Eén van de instrumenten om het beleid uit de Omgevingsvisie te laten doorwerken is de Omgevingsverordening Overijssel. De Omgevingsverordening is het provinciaal juridisch instrument dat wordt ingezet voor de onderwerpen waarvoor de provincie hecht aan de juridische borging van de doorwerking van het Omgevingsvisiebeleid.

In dit geval zijn bij de afweging onder andere de artikelen 2.1.3 en 2.2.2 van belang. Op de betreffende artikelen wordt hierna nader ingegaan.

Toetsing van het initiatief aan Artikel 2.1.3 (Zuinig en zorgvuldig ruimtegebruik)

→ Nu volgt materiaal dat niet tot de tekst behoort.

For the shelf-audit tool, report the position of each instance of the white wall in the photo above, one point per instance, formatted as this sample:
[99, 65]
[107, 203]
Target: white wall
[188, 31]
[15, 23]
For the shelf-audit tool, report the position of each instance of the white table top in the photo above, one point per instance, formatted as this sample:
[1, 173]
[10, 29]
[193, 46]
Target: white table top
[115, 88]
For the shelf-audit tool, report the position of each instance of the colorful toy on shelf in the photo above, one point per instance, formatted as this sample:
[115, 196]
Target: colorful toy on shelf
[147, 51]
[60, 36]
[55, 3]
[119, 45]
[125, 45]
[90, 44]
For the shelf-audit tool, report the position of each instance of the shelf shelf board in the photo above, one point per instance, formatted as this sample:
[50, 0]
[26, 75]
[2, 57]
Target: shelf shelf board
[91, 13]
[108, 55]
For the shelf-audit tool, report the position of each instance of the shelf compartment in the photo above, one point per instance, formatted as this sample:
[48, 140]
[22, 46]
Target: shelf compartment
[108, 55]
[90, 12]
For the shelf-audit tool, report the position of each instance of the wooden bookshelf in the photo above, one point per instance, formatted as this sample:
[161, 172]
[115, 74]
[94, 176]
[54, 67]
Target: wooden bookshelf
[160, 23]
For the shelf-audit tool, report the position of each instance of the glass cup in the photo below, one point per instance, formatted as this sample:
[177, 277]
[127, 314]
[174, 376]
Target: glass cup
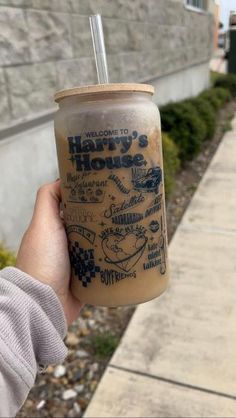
[109, 150]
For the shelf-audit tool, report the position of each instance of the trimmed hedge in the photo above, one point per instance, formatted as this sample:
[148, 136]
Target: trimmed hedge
[171, 163]
[188, 123]
[184, 125]
[7, 258]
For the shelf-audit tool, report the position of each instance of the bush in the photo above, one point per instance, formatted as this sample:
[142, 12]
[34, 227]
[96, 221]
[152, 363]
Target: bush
[227, 81]
[171, 163]
[182, 122]
[7, 258]
[207, 113]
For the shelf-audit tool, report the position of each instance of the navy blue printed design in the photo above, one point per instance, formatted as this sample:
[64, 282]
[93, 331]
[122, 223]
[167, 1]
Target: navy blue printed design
[83, 263]
[147, 180]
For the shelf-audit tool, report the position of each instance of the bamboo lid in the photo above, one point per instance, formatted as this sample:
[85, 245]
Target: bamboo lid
[104, 88]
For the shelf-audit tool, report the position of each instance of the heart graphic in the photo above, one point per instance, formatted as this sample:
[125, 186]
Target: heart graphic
[124, 250]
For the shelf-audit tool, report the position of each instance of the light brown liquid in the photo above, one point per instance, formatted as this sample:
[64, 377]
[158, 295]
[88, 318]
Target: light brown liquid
[110, 161]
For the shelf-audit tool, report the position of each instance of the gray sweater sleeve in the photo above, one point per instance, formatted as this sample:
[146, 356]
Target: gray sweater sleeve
[32, 328]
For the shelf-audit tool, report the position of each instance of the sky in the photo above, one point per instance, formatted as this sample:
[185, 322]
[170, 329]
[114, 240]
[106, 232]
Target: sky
[225, 7]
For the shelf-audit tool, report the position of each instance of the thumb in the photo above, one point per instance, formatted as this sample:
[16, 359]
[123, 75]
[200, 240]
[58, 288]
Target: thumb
[47, 205]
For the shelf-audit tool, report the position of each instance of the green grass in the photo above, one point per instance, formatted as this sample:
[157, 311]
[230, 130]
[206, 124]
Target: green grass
[104, 345]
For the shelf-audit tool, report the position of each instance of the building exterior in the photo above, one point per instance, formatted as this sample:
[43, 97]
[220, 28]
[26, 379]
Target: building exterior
[45, 45]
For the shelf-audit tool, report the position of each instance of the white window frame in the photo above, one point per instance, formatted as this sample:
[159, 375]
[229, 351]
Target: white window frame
[194, 8]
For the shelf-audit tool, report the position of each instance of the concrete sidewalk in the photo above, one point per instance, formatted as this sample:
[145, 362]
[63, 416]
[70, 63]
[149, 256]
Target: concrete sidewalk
[178, 355]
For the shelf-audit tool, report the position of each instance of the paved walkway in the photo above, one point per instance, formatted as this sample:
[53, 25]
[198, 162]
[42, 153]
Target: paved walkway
[178, 355]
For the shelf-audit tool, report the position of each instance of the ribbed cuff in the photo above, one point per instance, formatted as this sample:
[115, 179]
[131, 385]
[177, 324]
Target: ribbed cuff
[35, 323]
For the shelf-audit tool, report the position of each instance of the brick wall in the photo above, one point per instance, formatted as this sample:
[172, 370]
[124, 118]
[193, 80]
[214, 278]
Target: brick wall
[45, 45]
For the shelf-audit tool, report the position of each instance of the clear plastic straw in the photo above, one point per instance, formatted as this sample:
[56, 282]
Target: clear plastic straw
[99, 48]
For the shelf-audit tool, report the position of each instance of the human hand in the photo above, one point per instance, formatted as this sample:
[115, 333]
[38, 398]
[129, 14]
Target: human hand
[43, 252]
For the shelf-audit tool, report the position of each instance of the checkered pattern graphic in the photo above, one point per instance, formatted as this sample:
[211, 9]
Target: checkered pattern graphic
[83, 264]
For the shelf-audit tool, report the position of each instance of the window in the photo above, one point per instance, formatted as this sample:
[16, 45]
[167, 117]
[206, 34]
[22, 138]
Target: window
[197, 4]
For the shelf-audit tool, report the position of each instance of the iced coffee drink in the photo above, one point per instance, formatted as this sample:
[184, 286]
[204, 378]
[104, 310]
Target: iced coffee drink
[110, 161]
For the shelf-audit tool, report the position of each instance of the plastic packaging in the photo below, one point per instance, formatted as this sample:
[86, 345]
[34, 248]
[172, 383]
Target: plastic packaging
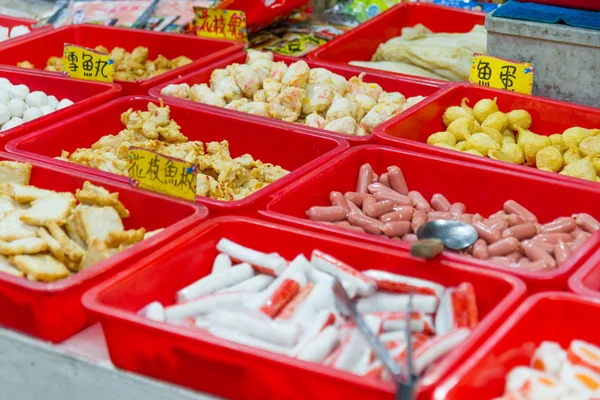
[458, 182]
[54, 311]
[558, 317]
[235, 371]
[39, 48]
[298, 151]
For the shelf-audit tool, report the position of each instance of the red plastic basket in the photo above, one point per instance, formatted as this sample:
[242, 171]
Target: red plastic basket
[559, 317]
[361, 43]
[84, 94]
[192, 358]
[411, 130]
[482, 189]
[39, 48]
[297, 150]
[408, 87]
[53, 311]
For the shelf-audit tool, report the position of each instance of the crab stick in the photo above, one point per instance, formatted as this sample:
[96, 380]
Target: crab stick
[203, 305]
[352, 280]
[396, 303]
[403, 284]
[216, 281]
[261, 262]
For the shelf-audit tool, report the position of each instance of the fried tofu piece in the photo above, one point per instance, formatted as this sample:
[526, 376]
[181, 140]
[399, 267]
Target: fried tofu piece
[15, 172]
[73, 251]
[97, 223]
[94, 195]
[12, 228]
[7, 268]
[40, 267]
[125, 238]
[49, 209]
[97, 252]
[23, 246]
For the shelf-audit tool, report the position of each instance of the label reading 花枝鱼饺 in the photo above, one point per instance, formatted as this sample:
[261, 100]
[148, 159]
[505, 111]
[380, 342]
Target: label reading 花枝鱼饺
[220, 24]
[150, 170]
[89, 64]
[500, 73]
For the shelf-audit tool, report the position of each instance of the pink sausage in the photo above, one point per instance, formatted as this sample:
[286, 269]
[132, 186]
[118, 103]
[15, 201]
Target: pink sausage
[440, 203]
[398, 199]
[562, 252]
[397, 181]
[338, 199]
[480, 250]
[560, 225]
[419, 218]
[365, 178]
[512, 207]
[398, 228]
[384, 180]
[514, 219]
[457, 209]
[380, 208]
[534, 253]
[420, 202]
[402, 214]
[587, 222]
[356, 198]
[410, 237]
[521, 231]
[329, 214]
[554, 238]
[369, 224]
[487, 233]
[504, 247]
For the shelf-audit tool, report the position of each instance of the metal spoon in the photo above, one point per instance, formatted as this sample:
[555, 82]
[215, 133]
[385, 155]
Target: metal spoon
[455, 235]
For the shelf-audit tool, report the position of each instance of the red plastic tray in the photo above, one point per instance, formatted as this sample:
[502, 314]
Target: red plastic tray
[297, 150]
[559, 317]
[411, 130]
[10, 22]
[195, 359]
[583, 4]
[84, 94]
[482, 189]
[37, 49]
[408, 87]
[361, 43]
[53, 311]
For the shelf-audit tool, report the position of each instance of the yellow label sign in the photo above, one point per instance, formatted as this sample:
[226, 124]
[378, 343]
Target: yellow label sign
[89, 64]
[221, 24]
[150, 170]
[502, 74]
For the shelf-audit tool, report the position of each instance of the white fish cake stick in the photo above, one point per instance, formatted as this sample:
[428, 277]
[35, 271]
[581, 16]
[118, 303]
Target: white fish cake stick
[261, 262]
[222, 263]
[396, 303]
[404, 284]
[213, 282]
[263, 328]
[203, 305]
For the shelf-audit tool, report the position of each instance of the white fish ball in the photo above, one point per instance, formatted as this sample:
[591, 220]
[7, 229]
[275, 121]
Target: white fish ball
[16, 107]
[32, 114]
[36, 99]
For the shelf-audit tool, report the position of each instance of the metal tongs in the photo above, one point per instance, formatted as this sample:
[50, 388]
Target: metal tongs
[405, 383]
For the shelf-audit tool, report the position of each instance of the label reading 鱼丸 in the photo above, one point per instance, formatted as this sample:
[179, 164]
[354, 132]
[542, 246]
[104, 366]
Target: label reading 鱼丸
[500, 73]
[89, 64]
[221, 24]
[150, 170]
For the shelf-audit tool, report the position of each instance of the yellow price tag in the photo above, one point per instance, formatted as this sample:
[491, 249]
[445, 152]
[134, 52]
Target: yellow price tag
[500, 73]
[89, 64]
[150, 170]
[221, 24]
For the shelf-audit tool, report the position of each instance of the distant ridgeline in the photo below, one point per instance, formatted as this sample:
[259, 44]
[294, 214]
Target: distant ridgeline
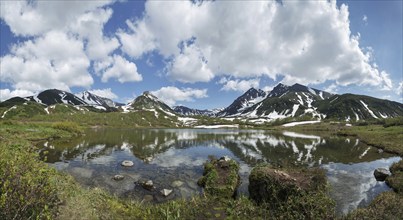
[255, 105]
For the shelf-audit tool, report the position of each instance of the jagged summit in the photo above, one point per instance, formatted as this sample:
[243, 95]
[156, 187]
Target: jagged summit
[95, 100]
[249, 98]
[255, 105]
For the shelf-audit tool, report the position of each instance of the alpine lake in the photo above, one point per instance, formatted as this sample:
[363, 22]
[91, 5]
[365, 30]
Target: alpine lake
[173, 159]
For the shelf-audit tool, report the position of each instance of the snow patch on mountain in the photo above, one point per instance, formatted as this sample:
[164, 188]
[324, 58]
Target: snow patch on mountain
[4, 114]
[369, 110]
[292, 124]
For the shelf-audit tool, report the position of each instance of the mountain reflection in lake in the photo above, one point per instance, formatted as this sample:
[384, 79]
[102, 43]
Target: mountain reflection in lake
[173, 159]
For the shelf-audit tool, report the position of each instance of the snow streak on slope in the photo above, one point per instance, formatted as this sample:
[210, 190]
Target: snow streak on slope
[369, 110]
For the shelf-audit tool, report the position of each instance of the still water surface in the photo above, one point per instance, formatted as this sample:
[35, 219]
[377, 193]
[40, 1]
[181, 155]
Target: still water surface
[173, 159]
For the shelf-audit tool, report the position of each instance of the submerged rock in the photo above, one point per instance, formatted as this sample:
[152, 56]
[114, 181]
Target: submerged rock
[127, 163]
[381, 174]
[148, 185]
[118, 177]
[166, 192]
[268, 184]
[148, 198]
[177, 183]
[220, 178]
[148, 159]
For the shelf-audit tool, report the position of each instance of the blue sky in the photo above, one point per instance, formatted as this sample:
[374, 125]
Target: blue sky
[200, 54]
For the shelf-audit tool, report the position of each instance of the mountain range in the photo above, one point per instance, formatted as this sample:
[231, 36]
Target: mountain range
[255, 105]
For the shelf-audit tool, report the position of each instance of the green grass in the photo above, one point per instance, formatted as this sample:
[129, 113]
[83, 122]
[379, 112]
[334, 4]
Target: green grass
[31, 189]
[388, 139]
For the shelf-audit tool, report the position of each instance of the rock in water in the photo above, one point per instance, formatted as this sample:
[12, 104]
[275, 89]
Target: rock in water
[381, 174]
[149, 185]
[148, 198]
[127, 163]
[118, 177]
[220, 178]
[148, 159]
[177, 183]
[270, 185]
[166, 192]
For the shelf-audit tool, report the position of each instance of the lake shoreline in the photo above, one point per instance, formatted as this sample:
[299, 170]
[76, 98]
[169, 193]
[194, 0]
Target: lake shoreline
[110, 205]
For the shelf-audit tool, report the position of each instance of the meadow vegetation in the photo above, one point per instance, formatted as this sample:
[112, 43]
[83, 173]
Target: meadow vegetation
[29, 188]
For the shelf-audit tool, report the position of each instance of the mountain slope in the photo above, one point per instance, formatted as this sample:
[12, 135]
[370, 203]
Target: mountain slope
[358, 107]
[98, 101]
[248, 99]
[55, 96]
[183, 110]
[298, 100]
[147, 101]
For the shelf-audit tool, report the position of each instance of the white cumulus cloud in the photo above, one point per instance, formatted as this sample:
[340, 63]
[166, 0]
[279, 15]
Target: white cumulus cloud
[6, 94]
[138, 41]
[189, 66]
[239, 85]
[32, 18]
[399, 89]
[106, 93]
[171, 94]
[123, 70]
[309, 42]
[54, 60]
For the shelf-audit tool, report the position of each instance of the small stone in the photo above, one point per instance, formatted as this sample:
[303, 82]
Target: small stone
[127, 163]
[225, 158]
[166, 192]
[177, 183]
[148, 198]
[149, 185]
[381, 174]
[192, 185]
[118, 177]
[148, 159]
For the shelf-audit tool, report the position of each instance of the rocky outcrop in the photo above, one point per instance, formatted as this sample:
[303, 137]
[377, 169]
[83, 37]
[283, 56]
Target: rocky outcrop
[148, 185]
[127, 163]
[118, 177]
[291, 192]
[220, 178]
[381, 174]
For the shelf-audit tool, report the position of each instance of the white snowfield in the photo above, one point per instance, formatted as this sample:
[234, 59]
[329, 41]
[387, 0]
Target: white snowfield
[292, 124]
[298, 135]
[217, 126]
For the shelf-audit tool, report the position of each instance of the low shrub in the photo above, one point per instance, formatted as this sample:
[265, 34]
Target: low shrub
[26, 184]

De ontwikkeling vindt plaats op een uitbreidingslocatie van de kern Hoonhorst. In 3.1.4.1 is reeds aangetoond dat het initiatief voldoet aan de Ladder voor duurzame verstedelijking. Het plangebied voorziet in het realiseren van woningbouw in de kern Hoonhorst voor de komende jaren. Het gaat hierbij om 82 grondgebonden woningen. Binnen het bestaand bebouwd gebied van de kern Hoonhorst is hiervoor geen ruimte aanwezig. Het plangebied is aangewezen als toekomstig woongebied. In verband hiermee is dit Chw bestemmingsplan in overeenstemming met artikel 2.1.3 uit de Omgevingsverordening Overijssel.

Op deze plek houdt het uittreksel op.